HVN Sales Perk Up

By Glenn Dyer | More Articles by Glenn Dyer

Retailer Harvey Norman had a very good Christmas with headline and same store sales both up noticeably in the December quarter from the three months to September 30.

HVN directors said headline sales grew 13.1% in the December quarter (compared to the same quarter of 2006) against 11.6% in the September quarter, while same store sales rose 7.9% (compared to the December quarter of 2006) against the 5.7% rise recorded in the September quarter.

That left overall first half sales up 12.4% and past the $3 billion mark for the first time at $3.04 billion. Same store sales over the half grew 6.9% compared to the December half of 2006.

Sales for the December quarter (franchise stores, commercial divisions and other sales outlets in Australia, New Zealand, Slovenia and Ireland) totalled $1.65 billion, the largest ever recorded for a quarter.

The like-for-like sales in the second quarter ended December 31, 2007 were 7.9% higher over the previous corresponding period

But the market ignored the recovery in sales growth in the important Christmas quarter and marked down HVN shares by 52c to $5.36.

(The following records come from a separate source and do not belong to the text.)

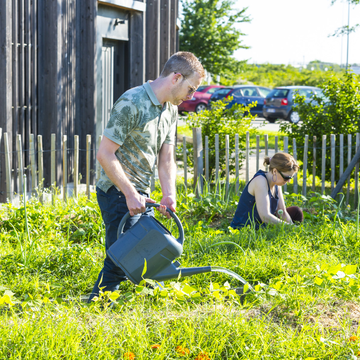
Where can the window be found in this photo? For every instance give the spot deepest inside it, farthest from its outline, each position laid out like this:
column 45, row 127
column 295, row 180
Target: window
column 278, row 93
column 212, row 90
column 249, row 91
column 201, row 88
column 236, row 93
column 223, row 91
column 264, row 91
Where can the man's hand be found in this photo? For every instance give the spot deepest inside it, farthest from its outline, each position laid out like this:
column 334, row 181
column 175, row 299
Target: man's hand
column 167, row 201
column 137, row 203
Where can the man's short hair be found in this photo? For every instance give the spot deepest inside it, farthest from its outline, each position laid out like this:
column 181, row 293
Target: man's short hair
column 183, row 62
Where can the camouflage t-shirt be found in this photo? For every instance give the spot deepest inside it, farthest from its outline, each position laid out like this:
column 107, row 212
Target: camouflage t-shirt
column 140, row 125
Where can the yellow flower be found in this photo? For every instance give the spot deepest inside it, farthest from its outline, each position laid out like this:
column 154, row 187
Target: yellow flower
column 203, row 356
column 129, row 355
column 182, row 351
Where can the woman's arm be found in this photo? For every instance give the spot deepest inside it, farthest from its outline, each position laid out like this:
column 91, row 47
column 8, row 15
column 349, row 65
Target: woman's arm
column 281, row 206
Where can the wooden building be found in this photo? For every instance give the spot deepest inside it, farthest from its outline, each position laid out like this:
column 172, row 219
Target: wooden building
column 64, row 62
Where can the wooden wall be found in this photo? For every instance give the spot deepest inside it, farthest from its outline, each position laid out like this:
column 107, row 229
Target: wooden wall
column 48, row 72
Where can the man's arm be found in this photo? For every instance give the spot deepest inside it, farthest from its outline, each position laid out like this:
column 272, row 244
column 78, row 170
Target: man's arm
column 135, row 202
column 167, row 177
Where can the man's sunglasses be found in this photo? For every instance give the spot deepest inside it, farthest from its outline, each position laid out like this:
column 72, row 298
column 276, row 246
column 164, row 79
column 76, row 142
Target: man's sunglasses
column 285, row 177
column 192, row 89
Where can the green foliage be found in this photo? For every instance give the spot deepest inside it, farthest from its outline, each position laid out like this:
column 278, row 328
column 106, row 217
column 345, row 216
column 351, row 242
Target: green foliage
column 306, row 284
column 209, row 30
column 223, row 121
column 337, row 112
column 282, row 75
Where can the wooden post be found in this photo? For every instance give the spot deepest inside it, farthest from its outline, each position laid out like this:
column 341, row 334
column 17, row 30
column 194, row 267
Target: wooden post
column 152, row 179
column 286, row 150
column 76, row 165
column 295, row 157
column 357, row 173
column 217, row 162
column 257, row 152
column 9, row 192
column 64, row 168
column 185, row 162
column 53, row 168
column 349, row 160
column 347, row 173
column 332, row 160
column 41, row 169
column 20, row 163
column 266, row 138
column 88, row 154
column 247, row 156
column 237, row 167
column 207, row 159
column 198, row 161
column 306, row 145
column 33, row 164
column 314, row 163
column 323, row 164
column 341, row 158
column 227, row 165
column 98, row 166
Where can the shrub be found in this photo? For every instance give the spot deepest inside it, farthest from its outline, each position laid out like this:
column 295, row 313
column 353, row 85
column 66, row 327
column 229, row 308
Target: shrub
column 223, row 121
column 337, row 112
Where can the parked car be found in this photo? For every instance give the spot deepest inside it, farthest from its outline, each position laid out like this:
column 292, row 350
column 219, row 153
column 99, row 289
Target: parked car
column 221, row 93
column 279, row 102
column 247, row 94
column 199, row 101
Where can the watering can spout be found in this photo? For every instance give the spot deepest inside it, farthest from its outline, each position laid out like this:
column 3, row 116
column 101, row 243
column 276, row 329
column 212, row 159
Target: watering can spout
column 173, row 271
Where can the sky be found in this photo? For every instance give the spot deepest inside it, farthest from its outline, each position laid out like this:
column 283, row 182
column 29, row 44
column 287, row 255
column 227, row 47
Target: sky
column 296, row 32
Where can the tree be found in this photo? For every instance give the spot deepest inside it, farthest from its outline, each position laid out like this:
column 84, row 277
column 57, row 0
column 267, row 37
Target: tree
column 208, row 30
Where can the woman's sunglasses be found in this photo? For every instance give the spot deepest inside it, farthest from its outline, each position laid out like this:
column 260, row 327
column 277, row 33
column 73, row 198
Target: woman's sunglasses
column 285, row 177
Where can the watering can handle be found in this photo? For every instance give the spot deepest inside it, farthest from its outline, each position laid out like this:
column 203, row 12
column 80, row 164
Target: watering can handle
column 173, row 215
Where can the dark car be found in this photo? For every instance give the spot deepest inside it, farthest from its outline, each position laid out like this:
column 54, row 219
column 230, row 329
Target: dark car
column 199, row 101
column 247, row 94
column 279, row 102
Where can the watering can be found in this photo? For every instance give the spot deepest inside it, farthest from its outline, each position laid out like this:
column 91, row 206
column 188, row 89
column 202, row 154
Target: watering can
column 149, row 240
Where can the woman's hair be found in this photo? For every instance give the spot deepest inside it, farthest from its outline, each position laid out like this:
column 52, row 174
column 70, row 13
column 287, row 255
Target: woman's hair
column 281, row 161
column 185, row 63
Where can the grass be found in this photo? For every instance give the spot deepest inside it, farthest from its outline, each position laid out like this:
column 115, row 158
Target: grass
column 306, row 279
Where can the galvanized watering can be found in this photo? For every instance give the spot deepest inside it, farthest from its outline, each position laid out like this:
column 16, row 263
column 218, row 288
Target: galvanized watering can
column 149, row 239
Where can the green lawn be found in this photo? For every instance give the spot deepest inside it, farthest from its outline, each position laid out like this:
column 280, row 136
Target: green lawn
column 305, row 302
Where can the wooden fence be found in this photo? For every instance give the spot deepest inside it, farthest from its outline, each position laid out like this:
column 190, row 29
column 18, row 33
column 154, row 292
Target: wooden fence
column 202, row 153
column 35, row 167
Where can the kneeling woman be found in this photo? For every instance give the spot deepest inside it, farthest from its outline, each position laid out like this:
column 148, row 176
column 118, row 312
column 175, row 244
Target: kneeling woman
column 262, row 201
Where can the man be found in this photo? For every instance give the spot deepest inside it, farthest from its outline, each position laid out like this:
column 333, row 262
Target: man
column 142, row 125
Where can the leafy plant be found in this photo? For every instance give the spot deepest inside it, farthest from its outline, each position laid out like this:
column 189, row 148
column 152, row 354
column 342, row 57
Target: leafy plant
column 221, row 120
column 209, row 31
column 337, row 112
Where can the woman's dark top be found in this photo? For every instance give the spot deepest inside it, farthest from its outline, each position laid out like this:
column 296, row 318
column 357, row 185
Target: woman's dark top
column 246, row 212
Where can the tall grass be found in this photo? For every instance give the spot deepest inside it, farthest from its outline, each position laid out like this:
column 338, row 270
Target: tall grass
column 306, row 282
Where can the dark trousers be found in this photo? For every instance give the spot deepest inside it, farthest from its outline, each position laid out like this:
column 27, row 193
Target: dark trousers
column 296, row 214
column 113, row 207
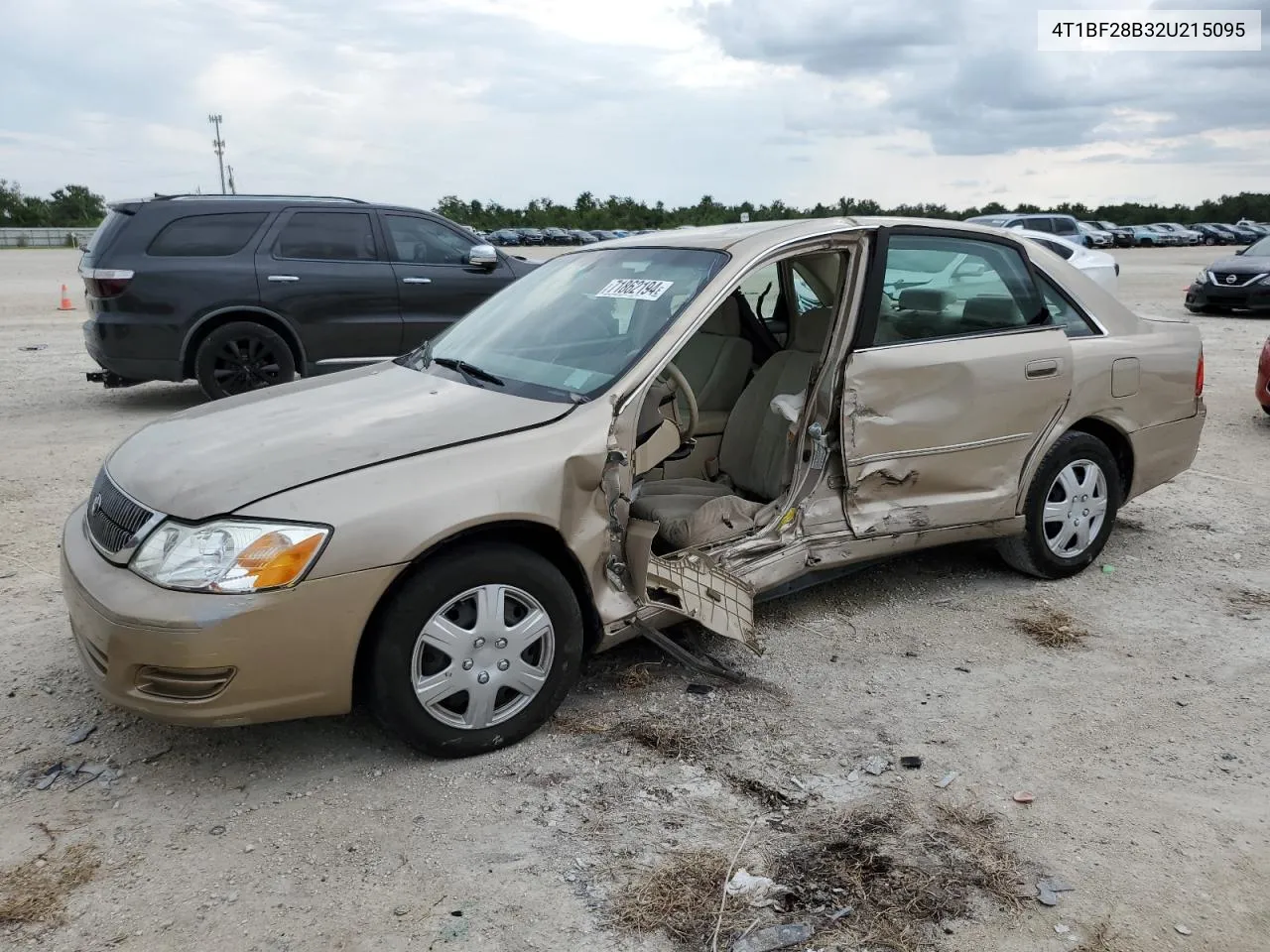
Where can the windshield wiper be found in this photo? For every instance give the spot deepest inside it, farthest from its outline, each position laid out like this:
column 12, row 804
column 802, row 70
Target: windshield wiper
column 470, row 371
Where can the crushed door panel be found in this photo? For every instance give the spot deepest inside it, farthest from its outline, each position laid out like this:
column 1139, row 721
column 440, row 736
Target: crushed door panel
column 691, row 584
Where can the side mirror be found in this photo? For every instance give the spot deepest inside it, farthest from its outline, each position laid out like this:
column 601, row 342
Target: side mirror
column 483, row 257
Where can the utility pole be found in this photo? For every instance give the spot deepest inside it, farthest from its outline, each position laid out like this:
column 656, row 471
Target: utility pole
column 218, row 146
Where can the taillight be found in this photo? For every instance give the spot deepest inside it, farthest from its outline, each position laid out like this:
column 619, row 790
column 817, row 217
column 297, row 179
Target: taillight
column 105, row 282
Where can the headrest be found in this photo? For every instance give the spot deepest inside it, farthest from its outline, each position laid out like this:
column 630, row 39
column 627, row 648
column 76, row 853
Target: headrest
column 810, row 330
column 992, row 311
column 725, row 320
column 925, row 299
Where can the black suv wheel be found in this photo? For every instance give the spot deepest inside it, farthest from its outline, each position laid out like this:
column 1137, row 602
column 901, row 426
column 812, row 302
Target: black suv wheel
column 240, row 357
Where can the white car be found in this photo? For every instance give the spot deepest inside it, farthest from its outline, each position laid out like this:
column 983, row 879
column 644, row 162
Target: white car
column 1098, row 266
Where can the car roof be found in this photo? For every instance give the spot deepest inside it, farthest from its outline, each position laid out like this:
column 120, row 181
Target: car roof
column 754, row 236
column 257, row 202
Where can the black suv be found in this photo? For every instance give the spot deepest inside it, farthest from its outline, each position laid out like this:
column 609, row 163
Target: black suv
column 245, row 291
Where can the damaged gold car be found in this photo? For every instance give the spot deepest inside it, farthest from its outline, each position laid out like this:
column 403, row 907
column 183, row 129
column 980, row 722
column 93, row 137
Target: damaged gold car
column 659, row 428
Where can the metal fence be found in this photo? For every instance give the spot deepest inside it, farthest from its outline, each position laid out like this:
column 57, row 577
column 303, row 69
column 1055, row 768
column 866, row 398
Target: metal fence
column 45, row 238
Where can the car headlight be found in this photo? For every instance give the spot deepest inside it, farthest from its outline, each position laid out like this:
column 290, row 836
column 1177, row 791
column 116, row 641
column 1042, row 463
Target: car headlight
column 229, row 555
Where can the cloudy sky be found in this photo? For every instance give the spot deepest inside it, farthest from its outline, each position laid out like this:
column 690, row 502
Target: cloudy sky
column 407, row 100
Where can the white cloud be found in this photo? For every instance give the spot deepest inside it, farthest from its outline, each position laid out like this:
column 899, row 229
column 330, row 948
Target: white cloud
column 803, row 100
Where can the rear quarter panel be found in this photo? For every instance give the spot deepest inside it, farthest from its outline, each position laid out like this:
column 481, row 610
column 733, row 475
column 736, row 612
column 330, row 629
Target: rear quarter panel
column 1160, row 416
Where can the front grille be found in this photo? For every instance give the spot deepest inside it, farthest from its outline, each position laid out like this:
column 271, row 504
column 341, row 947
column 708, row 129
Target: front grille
column 113, row 520
column 1223, row 278
column 95, row 656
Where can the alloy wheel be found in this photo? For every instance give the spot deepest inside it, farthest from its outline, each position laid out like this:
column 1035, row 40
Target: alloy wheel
column 483, row 656
column 246, row 363
column 1075, row 508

Directors made no comment, as they did in the September quarter figures when they upgraded the earnings guidance. Referring to reports from some analysts, directors said at the time:

"The company understands that the published commentary by analysts who regularly publish commentary about the prospects of the company is that, in the respective opinions of those analysts, the net profit after tax ("NPAT") of the company, excluding net property revaluation increment, for the twelve months ending 30 June 2008 will increase within a range of 12% to 28% over the NPAT, for the twelve months ended 30 June 2007. Directors of the company are not prepared to speculate on NPAT for the year ending 30 June 2008.

"The net profit from continuing operations attributable to members, after tax and minority interests, but excluding significant one off items and net property revaluation increment ("Net Profit from Continuing Operations") for the six months ended 31 December 2006 was $132.87 million.

"The directors of the company expect the Net Profit from Continuing Operations for the six months ending 31 December 2007 will increase within a range of 25% to 35% over the Net Profit from Continuing Operations for the six months ended 31 December 2006."

The market took the absence of any further comment in yesterday's statement to confirm that earnings for the half would be up substantially.

Meanwhile Australia's leading 'carbs' retailer, Retail Food Group (RFG) yesterday issued its second profit update in a week.

In a press release from a public relations agency, RFG said:

"Retail Food Group Limited (RFG) announced that, based on unaudited management accounts, the Company's NPAT for the six months ending 31 December 2007 would significantly exceed the NPAT result (of $3.9million) achieved for the FY2007 corresponding period.

"By way of further update the Company now advises that based on its unaudited management accounts, RFG's NPAT for the six months ending 31 December 2007 is likely to be within the range of $7.4million to $7.8million.

"As previously detailed in the Company's 17 January 2008 Announcement, RFG FY2008 first half results will be provided to the market in late February 2008 together with further commentary."

The market ignore this bit of spin as well and sold the shares down 23c or more than 14% to $1.32.

About Glenn Dyer

Glenn Dyer has been a finance journalist and TV producer for more than 40 years. He has worked at Maxwell Newton Publications, Queensland Newspapers, AAP, The Australian Financial Review, The Nine Network and Crikey.